Self-driving cars are already legal in California and Nevada, so it’s clear legislators are open to the idea. But the fact that they will share the road with human-driven cars presents “a lot of legal issues to iron out,” Brauer says.
If an autonomous car gets into an accident with one driven by a human, who is to blame? How do you assign fault to a computer program? Do you assume the human screwed up?
More importantly, how do you convince Allstate or GEICO to insure a car without a human behind the wheel? Even without human error, accidents will happen. In an interview, Maarten Sierhuis, the director of Nissan’s Research Center in Silicon Valley, said autonomous technology “is moving fast and moving forward,” but it’s not 100% there just yet. And even when it is road-ready, Brauer noted, “you will have autonomous cars screwing up and causing accidents.”
“It’s going to be interesting,” Brauer said, to see how automakers split their resources between R&D guys in lab coats and lobbyists in suits.

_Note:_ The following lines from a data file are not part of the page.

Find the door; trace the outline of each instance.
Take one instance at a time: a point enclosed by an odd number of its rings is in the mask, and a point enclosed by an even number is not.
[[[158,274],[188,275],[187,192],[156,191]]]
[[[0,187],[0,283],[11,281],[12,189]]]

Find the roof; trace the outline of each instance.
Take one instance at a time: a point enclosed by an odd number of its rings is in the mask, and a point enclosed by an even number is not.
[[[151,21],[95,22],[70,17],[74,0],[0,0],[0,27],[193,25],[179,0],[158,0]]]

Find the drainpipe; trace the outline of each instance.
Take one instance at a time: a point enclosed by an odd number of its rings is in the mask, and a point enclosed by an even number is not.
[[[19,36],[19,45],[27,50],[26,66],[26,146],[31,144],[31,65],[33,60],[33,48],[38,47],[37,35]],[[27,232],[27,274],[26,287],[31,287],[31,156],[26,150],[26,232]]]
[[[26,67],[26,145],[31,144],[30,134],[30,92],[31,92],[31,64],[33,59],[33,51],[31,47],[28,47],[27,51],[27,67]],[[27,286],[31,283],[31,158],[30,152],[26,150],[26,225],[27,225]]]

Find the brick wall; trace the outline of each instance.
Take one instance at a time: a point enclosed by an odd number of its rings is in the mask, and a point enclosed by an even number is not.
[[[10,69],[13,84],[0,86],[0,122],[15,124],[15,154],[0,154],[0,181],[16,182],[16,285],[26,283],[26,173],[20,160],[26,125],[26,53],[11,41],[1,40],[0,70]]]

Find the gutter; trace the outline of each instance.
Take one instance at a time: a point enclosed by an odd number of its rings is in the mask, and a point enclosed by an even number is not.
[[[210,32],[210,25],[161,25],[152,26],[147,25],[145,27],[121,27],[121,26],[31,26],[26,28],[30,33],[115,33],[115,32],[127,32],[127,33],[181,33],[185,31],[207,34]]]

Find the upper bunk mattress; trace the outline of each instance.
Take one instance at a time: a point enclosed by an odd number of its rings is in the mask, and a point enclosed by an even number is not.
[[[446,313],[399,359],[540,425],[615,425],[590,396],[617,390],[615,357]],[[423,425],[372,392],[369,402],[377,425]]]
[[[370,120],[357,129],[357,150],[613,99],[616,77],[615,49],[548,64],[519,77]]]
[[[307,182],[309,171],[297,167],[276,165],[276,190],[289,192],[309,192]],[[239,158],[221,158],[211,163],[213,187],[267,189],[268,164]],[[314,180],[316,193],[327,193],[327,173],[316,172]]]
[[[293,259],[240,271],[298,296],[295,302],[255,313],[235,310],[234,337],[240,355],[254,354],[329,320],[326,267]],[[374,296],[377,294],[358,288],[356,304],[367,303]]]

Asked about how Nissan plans to deal with legal issues, Sierhuis said that is something that “has to be worked out with government organisations and cities and states.” He added that California, “eager to stimulate technological development,” has been positive and willing to work with Nissan on the issue.
Part of the solution, Brauer said, is getting the government to devise a standardized safety test for autonomous vehicles. That means lobbying legislators and the administration to change the rules and let them put their cars on the roads, while making sure there’s a system in place for handling any problems that arise.
Winning Over Drivers
Even if all that comes together, automakers will have to convince humans to give up control. According to a recent KBB poll, 53% of Americans would never consider purchasing a car that drives itself around.
Once people see that these cars really are safe, efficient, and practical, that number would likely drop. And even if it doesn’t, you can sell plenty of cars to the 47% who may be interested.
The rate of adoption is “a little bit of an open question,” Sierhuis said. But he made it clear that the technology is on the way, and it will fundamentally change how we get around and live our lives.
“This transformation is already happening,” he said.